Vary luminance to represent numbers  

On the other hand, hue variations are not well suited to represent numeric data. Consider this example, where we need colors to represent the counts in a bivariate histogram.  

On the left, we use a circular colormap, where gradual changes in hue correspond to gradual changes in the number of observations within each bin. On the right, we use a palette that uses brighter colors to  represent bins with larger counts

Choosing color palettes in Seaborn

With the hue-based palette, it’s quite difficult to ascertain the shape of the bivariate distribution. In contrast, the luminance palette makes it much more clear that there are two prominent peaks. 

Varying luminance helps you see structure in data, and changes in luminance are more intuitively processed as changes in importance. But the plot on the right does not a grayscale colormap. Its colorfulness is more interesting, and the subtle hue variation increases the perceptual distance between two values, making small differences slightly easier to resolve. 

These examples show that color palette choices are about more than aesthetics: the colors you choose can reveal patterns in your data if used effectively or hide them if used poorly. There is not one optimal  palette, but there are palettes that are better or worse for particular  datasets and visualization approaches. 

And aesthetics do matter: the more that people want to look at your  figures, the greater the chance that they will learn something from them.  This is true even when you are making plots for yourself.  

During exploratory data analysis, you may generate many similar figures. Varying the color palettes will add a sense of novelty, which  keeps you engaged and prepared to notice interesting features of your data. So how can you choose color palettes that represent your data well and look attractive?

Tools for choosing color palettes  

The most important function for working with color palettes is,  aptly, color_palette(). This function provides an interface to most  of the possible ways that one can generate color palettes in seaborn.  And it’s used internally by any function that has a palette argument. 

The primary argument to color_palette() is usually a string: either the name of a specific palette or the name of a family and additional arguments to select a specific member. 

In the latter case, color_palette() will delegate to more specific  function, such as cubehelix_palette().  

It’s also possible to pass a list of colors specified any way that  matplotlib accepts an RGB tuple, a hex code, or a name in the X11  table.  

The return value is an object that wraps a list of RGB tuples with a few useful methods, such as conversion to hex codes and a rich HTML  representation. 

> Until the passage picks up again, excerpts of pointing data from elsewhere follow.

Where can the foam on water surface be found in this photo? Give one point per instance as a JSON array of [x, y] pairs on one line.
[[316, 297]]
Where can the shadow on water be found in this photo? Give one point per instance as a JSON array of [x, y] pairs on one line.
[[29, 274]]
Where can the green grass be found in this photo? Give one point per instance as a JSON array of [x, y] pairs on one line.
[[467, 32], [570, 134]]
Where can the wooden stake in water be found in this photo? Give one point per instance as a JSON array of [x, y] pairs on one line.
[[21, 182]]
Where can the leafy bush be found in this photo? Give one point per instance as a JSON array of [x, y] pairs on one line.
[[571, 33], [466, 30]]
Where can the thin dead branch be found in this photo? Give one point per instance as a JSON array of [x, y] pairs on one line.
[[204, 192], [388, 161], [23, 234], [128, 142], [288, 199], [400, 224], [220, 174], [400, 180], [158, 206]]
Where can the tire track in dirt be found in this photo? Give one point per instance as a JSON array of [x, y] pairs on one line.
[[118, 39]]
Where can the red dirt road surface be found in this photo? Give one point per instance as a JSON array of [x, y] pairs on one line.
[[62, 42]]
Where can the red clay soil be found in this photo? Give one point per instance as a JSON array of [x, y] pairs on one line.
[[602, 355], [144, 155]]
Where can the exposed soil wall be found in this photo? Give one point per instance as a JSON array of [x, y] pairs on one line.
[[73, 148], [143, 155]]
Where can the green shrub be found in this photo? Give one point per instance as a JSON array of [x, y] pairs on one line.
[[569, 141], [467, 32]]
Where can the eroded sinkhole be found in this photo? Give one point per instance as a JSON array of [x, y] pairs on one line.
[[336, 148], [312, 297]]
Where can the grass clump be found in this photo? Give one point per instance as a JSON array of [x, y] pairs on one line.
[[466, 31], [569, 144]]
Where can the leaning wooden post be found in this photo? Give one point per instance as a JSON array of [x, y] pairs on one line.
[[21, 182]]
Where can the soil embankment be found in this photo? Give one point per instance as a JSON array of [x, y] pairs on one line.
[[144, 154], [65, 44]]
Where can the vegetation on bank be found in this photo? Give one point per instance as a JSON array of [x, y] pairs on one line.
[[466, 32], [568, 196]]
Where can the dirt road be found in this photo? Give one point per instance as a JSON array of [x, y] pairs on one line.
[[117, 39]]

Calling color_palette() with no arguments will return the current  default color palette that matplotlib (and most seaborn functions) will  use if colors are not otherwise specified. This default palette can be set  with the corresponding set_palette() function, which  calls color_palette() internally and accepts the same arguments. 

To motivate the different options that color_palette() provides, it  will be useful to introduce a classification scheme for color palettes.  Broadly, palettes fall into one of three categories: 

  • Qualitative palettes, good for representing categorical data 
  • Sequential palettes, good for representing numeric data 

Diverging palettes, good for representing numeric data with a  categorical boundary.